Most people with easy-to-care-for yards do just fine with a curved-shaft trimmer.
That being said, straight-shaft trimmers have two advantages. They generally have more power, and they can trim more easily under things like porches and bushes.
They have more power because the absence of a curve allows more torque.
The longer shaft and more acute head-to-shaft angle lets you get under things much more easily.
So which one is right for you? It all depends on your yard. Think about it. It should be a major consideration while you shop around.
Understand Cutting Width
13" is the norm. 14", 15" and even wider widths are available. You may think there's not much difference. Whether there is or not depends on how you'll use the trimmer.
Light trimming around trees, ornamental features and your mailbox doesn't call for a wide cut path. All you're doing is trimming a few inches.
But if you sometimes have to pre-mow parts of your lawn or level thick weed or grass patches, a wide cut can be a God-send.

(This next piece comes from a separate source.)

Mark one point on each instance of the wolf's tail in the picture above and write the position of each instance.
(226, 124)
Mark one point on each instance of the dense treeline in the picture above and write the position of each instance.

It's simple: Wide cut equals less work. You can wind the motor up and let it do its job.
Any width will do for light trimming, edging and touch-up work. But that extra inch or two really makes a difference when you go to do some serious cutting over a large area of land.
What Makes A Good Edger?
Any trimmer is also an edger, at least theoretically. You can hold a weed eater sideways, can't you? There ya go. That works for very short strips, but it won't look very good.
To be a real edger, there must be some sort of guide. A simple plastic arm is sufficient in most cases, and that's actually the most common form of guide. It used to be the only type available on electric trimmers.
Wheels are better, mostly because they roll instead of trying to dig into the ground. Wheels are superior to plastic arms in every way, but they are a more expensive option.
If you want a trimmer with edging capability, check how it converts. It should be simple. All you should have to do is push a button or flip a lever and twist the head into position. Any more than that not only complicated things, it lessens the trimmer's durability. Too many removable parts cause problems, like lost components or breakages.
This is one of the least understood aspects of electric weed eaters, even though it is actually one of the simplest. People get confused when confronted with amps, volts, watts and amp-hours.
Corded trimmers have motors that are rated in amps. More amps mean more power. 3 amps is kinda weak. That's OK for the lightest trimming. 4 amps is average, and it's good for general trimming and grass with some thick weeds mixed in. 5 amps is pretty strong. With that power, you can chop through thick grass and even hefty weeds. More powerful motors are out there, but they aren't that common.
Battery-powered trimmers are rated differently, but they're just as easy to understand. Higher volts deliver more power.
Most cordless trimmers have motors in the 20 to 80 volt range. 20 to 30 is great for everyday use. 40 to 60 cuts through thicker grass and weeds better. 70 and 80-volt models are amazing, all other things being equal.
You've likely heard about amp-hours, which is abbreviated as Ah. This is a measure of how much electrical energy a battery can hold. Take a 3Ah battery for example: It can supply a steady three amps for one hour. Or it can deliver six amps for half an hour. Get it? Using this info, it's not hard to calculate battery life based on the battery's Ah rating and the amp rating of the motor.
How long do you use a trimmer each time? Well, 10 minutes can seem like an hour if you're struggling with a poorly designed trimmer.
Don't buy one that doesn't have an adjustable handle. Telescoping shafts are even better and easier to adjust for length.
Look at the handle. Does the angle in relation to the shaft look awkward? If so, it's a wrist breaker.
Weight is important too. Corded models usually weigh seven to eight pounds. Just about anyone can handle that. Curved-shaft trimmers run from 8 to 11 pounds, but straight-shaft ones typically weigh more than 11. You see why it's important to check the weight?